REFER : Darshan Singh Vs State of Punjab & Anr ( 2010) 2 SCC

              Suresh Singhal VsState ( Delhi Administration) ( 02-02-2017) 

  1. There must be no harm inflicted than is necessary for the purpose of defence.
  1. The right to Self- Defence does not commence until there is reasonable apprehension.

REFER : Dominic Varkey Vs State of Kerala, AIR 1971, SC

  1. When an accused himself is the aggressor he can’t claim any right of self- defence.

REFER :  Majin Thomas George Vs State of MP, 1978 Cr L J, 578 

  1. It is a Cardinal principle of law that a person in such situation cannot be expected to modulate his defence step by step and gauge the thrust of his blow(s) in golden scales.

REFER : Prem Singh Vs State of Himachal Pradesh, 1989, Cr L  1903 

  1. When a man is assaulted in the course of a sudden brawl/quarrel he might under certain conditions, protect himself by killing his assailant and rely upon the excuse of self-defence and thus reduce his offence from murder to homicide which only involved forfeiture. The conditions are that he must show, first, that before a mortal stroke ( was) given he had declined further combat; secondly, that he then killed the assailant through necessity in order to avoid his own immediate death.

In all cases of homicide excusable by self-defence or medley it must be taken that the fatal blow was struck upon a sudden occasion, and not pre-meditated, or with malice.

  1. An exchange of abuses and threats on both sides does not give any of them a right to strike the other physically or with a weapon. No danger to a person arises if one is merely abused and as such no right accrues to the person abused to strike another.

If however, abuse is accompanied by a threat to assault it would be a different matter.
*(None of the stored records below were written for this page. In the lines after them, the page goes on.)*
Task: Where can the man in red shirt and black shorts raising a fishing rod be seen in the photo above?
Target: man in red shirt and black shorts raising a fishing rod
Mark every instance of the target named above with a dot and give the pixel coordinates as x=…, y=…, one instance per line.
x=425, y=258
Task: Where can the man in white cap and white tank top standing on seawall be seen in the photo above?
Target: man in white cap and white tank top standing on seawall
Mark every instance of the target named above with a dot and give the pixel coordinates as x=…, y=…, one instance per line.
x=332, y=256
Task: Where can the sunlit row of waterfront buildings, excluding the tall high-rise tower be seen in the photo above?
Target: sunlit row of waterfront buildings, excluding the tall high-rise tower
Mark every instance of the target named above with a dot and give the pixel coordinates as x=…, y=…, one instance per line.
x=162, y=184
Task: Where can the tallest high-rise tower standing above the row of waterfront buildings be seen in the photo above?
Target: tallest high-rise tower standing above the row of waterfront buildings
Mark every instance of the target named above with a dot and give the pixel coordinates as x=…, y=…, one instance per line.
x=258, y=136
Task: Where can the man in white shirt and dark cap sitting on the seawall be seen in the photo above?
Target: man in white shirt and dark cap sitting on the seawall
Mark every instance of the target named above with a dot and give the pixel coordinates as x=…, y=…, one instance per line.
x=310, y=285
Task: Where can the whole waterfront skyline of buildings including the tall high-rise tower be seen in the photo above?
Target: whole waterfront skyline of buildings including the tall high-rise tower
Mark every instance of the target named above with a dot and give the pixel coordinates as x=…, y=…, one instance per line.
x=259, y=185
REFER : Paras Ram Vs Rex AIR 1949 : Khatri Bewa Vs State AIR 1952 Orissa

 

But mere threat not carried out and later completely abandoned followed by retracing of steps by the person threatening, would not justify any assault from the person threatened as he must have been convinced that the person threatening did not mean to carry out the empty threat. Therefore, no provision in the IPC where an accused person can be excused for insulting outburst in the evidence of the alleged right of private evidence.

  1. The right of private defence commences as soon as a reasonable apprehension of danger lasts or the property stolen is not recovered.

The amount of force justifiable in the exercise of the right is such as is strictly necessary for the purpose.

The right to defend one’s own or another person’s is absolute and unqualified.

  1. The law makes every allowances to a person who apprehends a reasonable danger to his life from his adversary, and with intent to self-preservation strong upon him, pursues his defence a little further than what to a perfectly by-stander may seem absolute necessary.

REFER Amjad Khan Vs State Air 1952 SC  

  1. Courts of law are to make all reasonable allowances in favour of the accused and not apply the law in such a manner that person sin the society would become cowards. It must be discovered whether the accused was acting under the instinct of self-preservation or out of anger, malice and feeling of reprisal had intervened.
  1. When a person is apprehending grave danger to himself and his instinct of self-defence is aroused, he cannot have the mental balance of measuring the degree of assault with which he would deal with his opponent.
  1. When an accused person commits an act of violence upon another person in circumstances which prove that he is apprehending further violence from that person, nothing further needs to be proved to establish that the accused is acting in exercise of his right of self-defence.
  1. In order that prosecution should succeed, its evidence must be such as to negate and demolish conclusively the plea of self-defence.

Even if the plea of self-defence is not positively established and the Court is left in doubt that the killing may have been in self-defence the accused is entitled to be acquitted.

  1. Also, while appreciating evidence on the plea of self-defence if the Court is in doubt whether the accused has succeeded in substantiating his plea of self-defence, it must allow the plea because it is the accused alone who is entitled to the “benefit of doubt”.